Familiar and inevitable, but “never old-hat.”
That latter qualification distills what Clemson baseball coach Jack Leggett sees as the real and mercurial essence of his annual contest with the Major League Draft.
“You always have to deal with it, but it’s never old-hat, because some good surprises come of it and then some that are very discouraging because you put so much time and effort into it,” said Leggett, who last go-round lost seven players to the draft, including ACC Player of the Year Brad Miller.
And just as the draft can plunder a team’s current roster, it can also prevent some higher-profile commitments from ever arriving on campus.
The example most relevant to the Tiger’s 2012 fortunes was the 11th-hour loss of blue-chip prospect Daniel Norris. Rated as the top left-handed high school pitcher in the country, the Johnson City, Tennessee product was so firm in his commitment to Clemson that he was dropped from being an all-but-certain top-15 draft selection to a high-risk second-rounder, and the 74th-pick, overall.
Even so, the Toronto Blue Jays were able to produce the last-minute offer which pried Norris apart from his intention to become a Tiger, and Clemson’s best and seemingly airtight recruiting efforts came to naught.
On balance, though, the process is highly variable, and the pendulum has also swung in Leggett’s favor.
“With last year’s team, we got John Hinson and Jeff Schaus to come back for an extra year, and Chris Epps to come back for his senior year,” said Leggett. “Those were really good things that helped us be successful last year. On this year’s team we have Jason Stolz back as a senior, which is another good thing for us. It’s always good to have some older guys, and he’s ready to show us what he can do at shortstop.
“A couple of years back, Steve Wilkerson was drafted pretty high by the Red Sox, and it was good to see him pass on that to come here. This past year, (freshman pitcher) Daniel Gossett was also drafted by the Red Sox, and he ended up coming to school. Richie Shaffer was drafted out of high school, and we were able to keep him, and he’s become a really good player for us.”
Because Clemson routinely courts top-level talent, the draft dilemma presents itself anew every season.
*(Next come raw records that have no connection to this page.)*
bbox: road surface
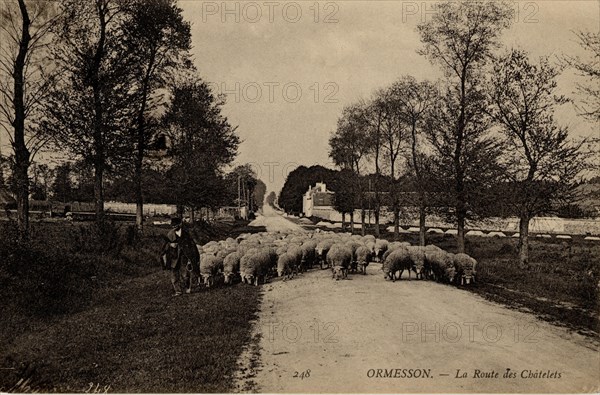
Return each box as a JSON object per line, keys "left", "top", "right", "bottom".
{"left": 249, "top": 204, "right": 306, "bottom": 233}
{"left": 236, "top": 209, "right": 599, "bottom": 393}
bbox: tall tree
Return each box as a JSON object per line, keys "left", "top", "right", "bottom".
{"left": 561, "top": 31, "right": 600, "bottom": 123}
{"left": 161, "top": 78, "right": 239, "bottom": 217}
{"left": 378, "top": 85, "right": 411, "bottom": 239}
{"left": 266, "top": 191, "right": 276, "bottom": 207}
{"left": 489, "top": 49, "right": 588, "bottom": 268}
{"left": 0, "top": 0, "right": 58, "bottom": 239}
{"left": 253, "top": 179, "right": 267, "bottom": 210}
{"left": 50, "top": 163, "right": 73, "bottom": 203}
{"left": 329, "top": 103, "right": 370, "bottom": 233}
{"left": 362, "top": 96, "right": 386, "bottom": 237}
{"left": 278, "top": 165, "right": 337, "bottom": 215}
{"left": 417, "top": 0, "right": 513, "bottom": 252}
{"left": 392, "top": 76, "right": 437, "bottom": 246}
{"left": 44, "top": 0, "right": 135, "bottom": 224}
{"left": 122, "top": 0, "right": 192, "bottom": 232}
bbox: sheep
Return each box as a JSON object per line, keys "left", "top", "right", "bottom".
{"left": 327, "top": 243, "right": 352, "bottom": 280}
{"left": 300, "top": 240, "right": 318, "bottom": 271}
{"left": 406, "top": 246, "right": 426, "bottom": 280}
{"left": 362, "top": 234, "right": 376, "bottom": 243}
{"left": 382, "top": 247, "right": 415, "bottom": 282}
{"left": 265, "top": 247, "right": 279, "bottom": 276}
{"left": 422, "top": 245, "right": 443, "bottom": 279}
{"left": 392, "top": 241, "right": 411, "bottom": 249}
{"left": 316, "top": 239, "right": 335, "bottom": 269}
{"left": 365, "top": 241, "right": 375, "bottom": 255}
{"left": 240, "top": 249, "right": 272, "bottom": 286}
{"left": 354, "top": 245, "right": 373, "bottom": 274}
{"left": 426, "top": 250, "right": 456, "bottom": 283}
{"left": 275, "top": 245, "right": 288, "bottom": 258}
{"left": 382, "top": 248, "right": 394, "bottom": 264}
{"left": 277, "top": 252, "right": 296, "bottom": 280}
{"left": 345, "top": 240, "right": 362, "bottom": 273}
{"left": 225, "top": 237, "right": 236, "bottom": 246}
{"left": 453, "top": 253, "right": 477, "bottom": 285}
{"left": 200, "top": 253, "right": 223, "bottom": 288}
{"left": 374, "top": 239, "right": 389, "bottom": 262}
{"left": 223, "top": 251, "right": 242, "bottom": 285}
{"left": 286, "top": 244, "right": 303, "bottom": 275}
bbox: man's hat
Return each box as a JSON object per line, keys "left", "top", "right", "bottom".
{"left": 170, "top": 216, "right": 182, "bottom": 227}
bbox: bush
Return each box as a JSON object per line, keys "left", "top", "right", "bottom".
{"left": 74, "top": 220, "right": 125, "bottom": 256}
{"left": 0, "top": 228, "right": 95, "bottom": 316}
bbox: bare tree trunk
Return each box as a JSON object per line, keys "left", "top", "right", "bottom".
{"left": 15, "top": 159, "right": 30, "bottom": 239}
{"left": 455, "top": 67, "right": 467, "bottom": 254}
{"left": 419, "top": 205, "right": 426, "bottom": 246}
{"left": 350, "top": 210, "right": 354, "bottom": 234}
{"left": 134, "top": 117, "right": 145, "bottom": 232}
{"left": 14, "top": 0, "right": 32, "bottom": 241}
{"left": 393, "top": 204, "right": 400, "bottom": 240}
{"left": 517, "top": 215, "right": 531, "bottom": 269}
{"left": 92, "top": 1, "right": 108, "bottom": 225}
{"left": 341, "top": 212, "right": 346, "bottom": 230}
{"left": 374, "top": 208, "right": 380, "bottom": 238}
{"left": 456, "top": 208, "right": 466, "bottom": 253}
{"left": 134, "top": 48, "right": 156, "bottom": 234}
{"left": 94, "top": 164, "right": 105, "bottom": 223}
{"left": 361, "top": 207, "right": 366, "bottom": 236}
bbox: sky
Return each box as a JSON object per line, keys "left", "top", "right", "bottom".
{"left": 0, "top": 1, "right": 597, "bottom": 193}
{"left": 179, "top": 0, "right": 599, "bottom": 194}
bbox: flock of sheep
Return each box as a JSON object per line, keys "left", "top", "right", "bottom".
{"left": 196, "top": 230, "right": 477, "bottom": 287}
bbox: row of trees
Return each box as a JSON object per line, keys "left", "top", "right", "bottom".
{"left": 326, "top": 0, "right": 597, "bottom": 268}
{"left": 0, "top": 0, "right": 260, "bottom": 239}
{"left": 3, "top": 160, "right": 266, "bottom": 215}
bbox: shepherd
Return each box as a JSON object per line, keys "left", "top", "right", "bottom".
{"left": 160, "top": 216, "right": 200, "bottom": 296}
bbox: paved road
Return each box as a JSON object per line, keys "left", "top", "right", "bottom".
{"left": 237, "top": 209, "right": 599, "bottom": 393}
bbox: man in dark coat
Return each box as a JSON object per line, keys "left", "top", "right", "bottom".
{"left": 161, "top": 216, "right": 200, "bottom": 296}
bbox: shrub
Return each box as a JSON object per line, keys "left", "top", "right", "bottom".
{"left": 0, "top": 228, "right": 95, "bottom": 316}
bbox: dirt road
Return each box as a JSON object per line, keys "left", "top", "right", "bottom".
{"left": 249, "top": 204, "right": 307, "bottom": 233}
{"left": 238, "top": 211, "right": 599, "bottom": 393}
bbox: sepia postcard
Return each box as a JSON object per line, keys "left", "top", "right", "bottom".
{"left": 0, "top": 0, "right": 598, "bottom": 393}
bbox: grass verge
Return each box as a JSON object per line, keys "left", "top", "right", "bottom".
{"left": 0, "top": 220, "right": 264, "bottom": 392}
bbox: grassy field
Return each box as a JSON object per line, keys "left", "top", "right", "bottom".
{"left": 0, "top": 219, "right": 264, "bottom": 393}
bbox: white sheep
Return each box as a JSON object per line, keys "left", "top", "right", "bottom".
{"left": 200, "top": 253, "right": 223, "bottom": 288}
{"left": 277, "top": 252, "right": 296, "bottom": 280}
{"left": 406, "top": 246, "right": 426, "bottom": 280}
{"left": 300, "top": 240, "right": 318, "bottom": 271}
{"left": 453, "top": 253, "right": 477, "bottom": 285}
{"left": 223, "top": 251, "right": 242, "bottom": 285}
{"left": 240, "top": 249, "right": 272, "bottom": 286}
{"left": 327, "top": 243, "right": 352, "bottom": 280}
{"left": 426, "top": 250, "right": 456, "bottom": 283}
{"left": 382, "top": 247, "right": 414, "bottom": 282}
{"left": 374, "top": 239, "right": 389, "bottom": 262}
{"left": 354, "top": 245, "right": 373, "bottom": 275}
{"left": 316, "top": 239, "right": 335, "bottom": 269}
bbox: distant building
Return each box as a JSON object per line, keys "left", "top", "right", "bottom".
{"left": 302, "top": 182, "right": 334, "bottom": 217}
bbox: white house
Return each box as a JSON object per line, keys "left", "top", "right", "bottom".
{"left": 302, "top": 182, "right": 334, "bottom": 217}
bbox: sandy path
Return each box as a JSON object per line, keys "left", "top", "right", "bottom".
{"left": 249, "top": 204, "right": 307, "bottom": 233}
{"left": 238, "top": 208, "right": 599, "bottom": 393}
{"left": 248, "top": 267, "right": 598, "bottom": 393}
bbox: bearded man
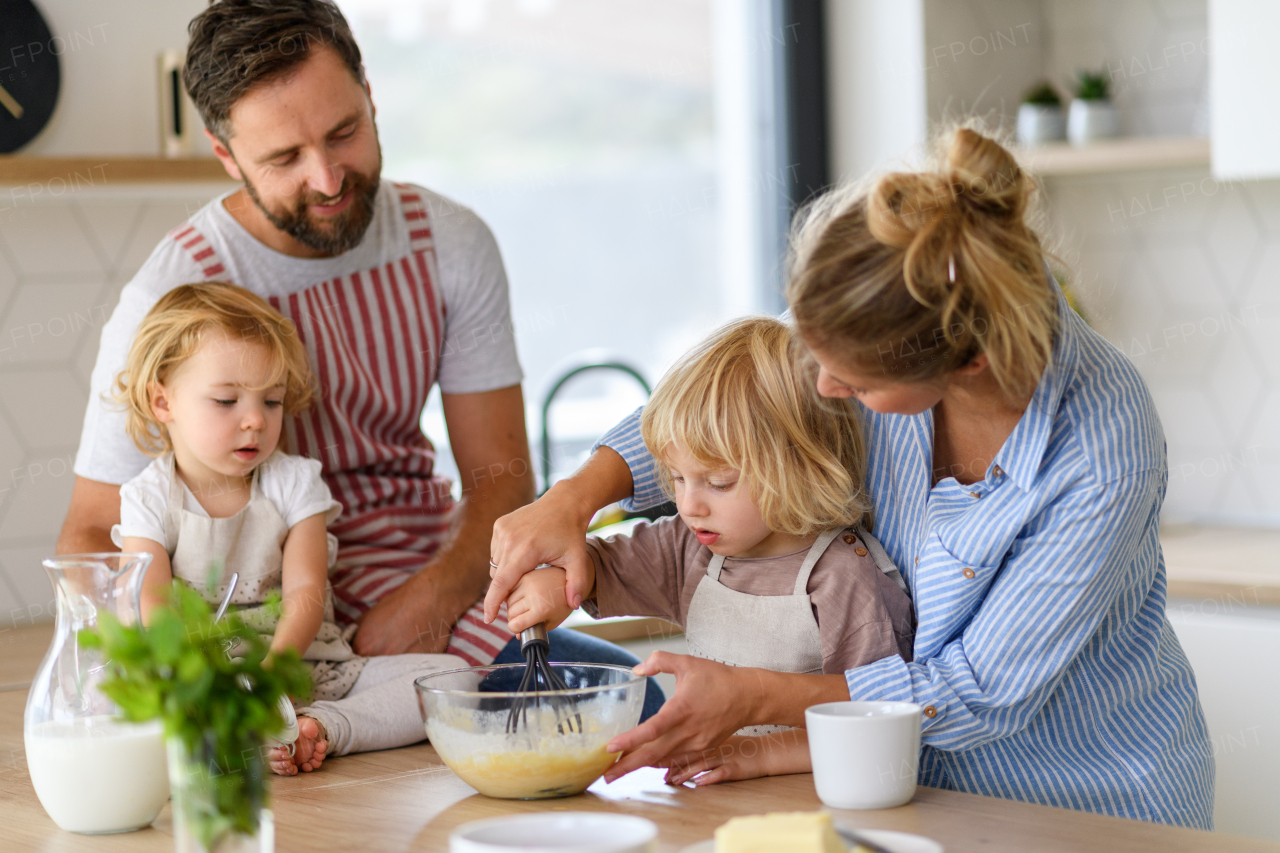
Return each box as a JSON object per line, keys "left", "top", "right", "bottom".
{"left": 58, "top": 0, "right": 663, "bottom": 719}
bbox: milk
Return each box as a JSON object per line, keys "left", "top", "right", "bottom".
{"left": 25, "top": 716, "right": 170, "bottom": 833}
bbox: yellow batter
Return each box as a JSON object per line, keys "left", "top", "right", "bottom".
{"left": 426, "top": 703, "right": 626, "bottom": 799}
{"left": 443, "top": 744, "right": 619, "bottom": 799}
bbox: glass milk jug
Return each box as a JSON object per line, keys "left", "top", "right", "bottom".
{"left": 23, "top": 552, "right": 171, "bottom": 834}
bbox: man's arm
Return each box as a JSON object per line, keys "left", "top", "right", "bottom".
{"left": 56, "top": 477, "right": 122, "bottom": 555}
{"left": 353, "top": 384, "right": 536, "bottom": 655}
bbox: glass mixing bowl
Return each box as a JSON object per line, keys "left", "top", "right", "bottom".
{"left": 415, "top": 663, "right": 645, "bottom": 800}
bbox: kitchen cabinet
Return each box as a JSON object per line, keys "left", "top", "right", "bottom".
{"left": 1208, "top": 0, "right": 1280, "bottom": 178}
{"left": 1169, "top": 606, "right": 1280, "bottom": 841}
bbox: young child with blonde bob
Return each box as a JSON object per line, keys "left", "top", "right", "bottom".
{"left": 112, "top": 282, "right": 467, "bottom": 775}
{"left": 506, "top": 316, "right": 914, "bottom": 785}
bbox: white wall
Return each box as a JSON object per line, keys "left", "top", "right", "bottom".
{"left": 922, "top": 0, "right": 1044, "bottom": 134}
{"left": 824, "top": 0, "right": 927, "bottom": 182}
{"left": 21, "top": 0, "right": 211, "bottom": 156}
{"left": 2, "top": 2, "right": 228, "bottom": 627}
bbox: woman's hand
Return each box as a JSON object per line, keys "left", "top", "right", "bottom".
{"left": 506, "top": 567, "right": 580, "bottom": 633}
{"left": 603, "top": 652, "right": 849, "bottom": 782}
{"left": 485, "top": 447, "right": 635, "bottom": 622}
{"left": 661, "top": 731, "right": 811, "bottom": 787}
{"left": 603, "top": 653, "right": 765, "bottom": 781}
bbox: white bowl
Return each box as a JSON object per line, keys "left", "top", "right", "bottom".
{"left": 450, "top": 812, "right": 658, "bottom": 853}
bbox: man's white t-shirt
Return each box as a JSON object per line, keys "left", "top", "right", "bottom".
{"left": 75, "top": 181, "right": 523, "bottom": 486}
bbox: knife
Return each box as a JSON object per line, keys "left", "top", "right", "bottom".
{"left": 836, "top": 826, "right": 897, "bottom": 853}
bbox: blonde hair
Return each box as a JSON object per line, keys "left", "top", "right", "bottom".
{"left": 640, "top": 316, "right": 871, "bottom": 536}
{"left": 786, "top": 126, "right": 1058, "bottom": 400}
{"left": 114, "top": 282, "right": 317, "bottom": 455}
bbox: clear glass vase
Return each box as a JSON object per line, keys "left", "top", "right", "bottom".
{"left": 168, "top": 735, "right": 274, "bottom": 853}
{"left": 23, "top": 552, "right": 170, "bottom": 834}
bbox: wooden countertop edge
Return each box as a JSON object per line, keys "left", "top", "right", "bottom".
{"left": 1166, "top": 579, "right": 1280, "bottom": 607}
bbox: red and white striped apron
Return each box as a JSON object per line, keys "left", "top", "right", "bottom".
{"left": 168, "top": 183, "right": 514, "bottom": 666}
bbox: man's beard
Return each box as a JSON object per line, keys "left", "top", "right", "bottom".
{"left": 244, "top": 158, "right": 381, "bottom": 256}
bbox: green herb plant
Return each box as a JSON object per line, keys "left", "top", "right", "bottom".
{"left": 1073, "top": 70, "right": 1110, "bottom": 101}
{"left": 1021, "top": 81, "right": 1062, "bottom": 106}
{"left": 79, "top": 582, "right": 312, "bottom": 851}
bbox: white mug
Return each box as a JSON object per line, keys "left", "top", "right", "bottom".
{"left": 805, "top": 701, "right": 922, "bottom": 809}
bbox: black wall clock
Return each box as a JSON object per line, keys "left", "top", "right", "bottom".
{"left": 0, "top": 0, "right": 61, "bottom": 153}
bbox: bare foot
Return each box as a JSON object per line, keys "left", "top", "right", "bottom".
{"left": 267, "top": 716, "right": 328, "bottom": 776}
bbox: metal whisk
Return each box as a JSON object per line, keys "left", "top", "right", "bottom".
{"left": 505, "top": 624, "right": 582, "bottom": 735}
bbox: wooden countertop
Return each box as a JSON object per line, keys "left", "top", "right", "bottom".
{"left": 1163, "top": 525, "right": 1280, "bottom": 607}
{"left": 2, "top": 625, "right": 1276, "bottom": 852}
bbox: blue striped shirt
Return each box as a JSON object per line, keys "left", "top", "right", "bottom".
{"left": 595, "top": 289, "right": 1214, "bottom": 828}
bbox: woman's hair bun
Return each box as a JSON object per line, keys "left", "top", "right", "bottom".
{"left": 862, "top": 127, "right": 1030, "bottom": 258}
{"left": 788, "top": 124, "right": 1057, "bottom": 401}
{"left": 863, "top": 170, "right": 945, "bottom": 251}
{"left": 944, "top": 126, "right": 1029, "bottom": 222}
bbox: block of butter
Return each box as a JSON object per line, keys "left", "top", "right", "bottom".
{"left": 714, "top": 811, "right": 846, "bottom": 853}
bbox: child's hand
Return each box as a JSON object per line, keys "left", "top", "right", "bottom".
{"left": 660, "top": 730, "right": 812, "bottom": 787}
{"left": 506, "top": 567, "right": 576, "bottom": 634}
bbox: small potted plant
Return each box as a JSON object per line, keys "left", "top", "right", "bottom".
{"left": 1067, "top": 70, "right": 1119, "bottom": 145}
{"left": 80, "top": 583, "right": 311, "bottom": 853}
{"left": 1016, "top": 81, "right": 1066, "bottom": 146}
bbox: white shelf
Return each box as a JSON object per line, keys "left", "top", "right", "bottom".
{"left": 1016, "top": 137, "right": 1210, "bottom": 177}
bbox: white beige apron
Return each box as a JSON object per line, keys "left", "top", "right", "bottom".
{"left": 163, "top": 455, "right": 367, "bottom": 701}
{"left": 683, "top": 526, "right": 906, "bottom": 736}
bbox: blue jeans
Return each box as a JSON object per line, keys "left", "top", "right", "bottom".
{"left": 493, "top": 628, "right": 665, "bottom": 722}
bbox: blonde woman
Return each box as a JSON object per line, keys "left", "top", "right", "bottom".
{"left": 505, "top": 317, "right": 914, "bottom": 784}
{"left": 112, "top": 282, "right": 468, "bottom": 775}
{"left": 487, "top": 129, "right": 1214, "bottom": 828}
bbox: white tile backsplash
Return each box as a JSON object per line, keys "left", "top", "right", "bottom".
{"left": 1, "top": 206, "right": 106, "bottom": 276}
{"left": 0, "top": 545, "right": 60, "bottom": 628}
{"left": 114, "top": 200, "right": 208, "bottom": 274}
{"left": 1, "top": 280, "right": 110, "bottom": 365}
{"left": 75, "top": 200, "right": 148, "bottom": 270}
{"left": 1143, "top": 241, "right": 1223, "bottom": 313}
{"left": 0, "top": 414, "right": 26, "bottom": 489}
{"left": 0, "top": 454, "right": 82, "bottom": 542}
{"left": 1049, "top": 173, "right": 1280, "bottom": 525}
{"left": 0, "top": 370, "right": 96, "bottom": 450}
{"left": 0, "top": 250, "right": 16, "bottom": 308}
{"left": 1205, "top": 189, "right": 1265, "bottom": 295}
{"left": 1022, "top": 0, "right": 1280, "bottom": 526}
{"left": 0, "top": 187, "right": 224, "bottom": 626}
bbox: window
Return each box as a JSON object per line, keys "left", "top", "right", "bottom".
{"left": 339, "top": 0, "right": 799, "bottom": 489}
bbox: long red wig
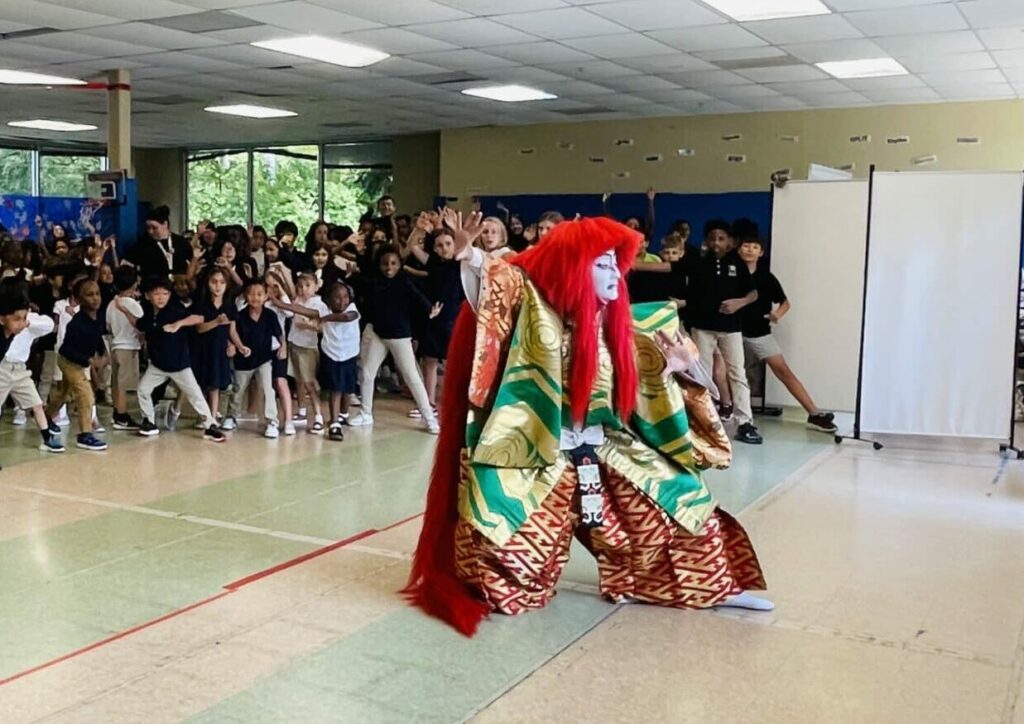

For Leggett and his recruiting staff, it’s a challenge that demands both finesse and agility, and a more long-range grasp of the program’s continuity.
“You get some, and you lose some,” said Leggett. “It’s just a matter of which ones you get, and which ones you lose, and how many. You hope you don’t get hurt so bad that it affects you the year after, or even two or three years down the road. So we try to minimize the damage every year, and educate these kids and get them entrenched to what Clemson’s all about.
“I really like this next class we’ve got coming in. Obviously, I’m not looking past this season, but I like the next group of kids that we’ve got coming in, because that’s how you have to be working recruiting: you’re working a year or two ahead of time.”
Leggett himself is active in the recruiting process in terms of meeting with prospects and their parents, though much of the legwork is delegated to recruiting coordinator Bradley LeCroy and pitching coach Dan Pepicelli.
“We all work recruiting, and Bradley and Pep do the most traveling,” Leggett explained. “They work extremely well together, and they’re a really formidable recruiting team out there. They’re very well-organized and can evaluate talent. Once you evaluate players, and get them interested, you’ve got to find a way to scholarship them, and encourage them to come to Clemson.
“Basically what it is, is you’re sometimes getting them to give up some bigger scholarships at other schools. You’ve got to work extremely hard, and you’ve got to know that pro issue in-and-out, and try to target those kids you think have a legitimate chance to come here.”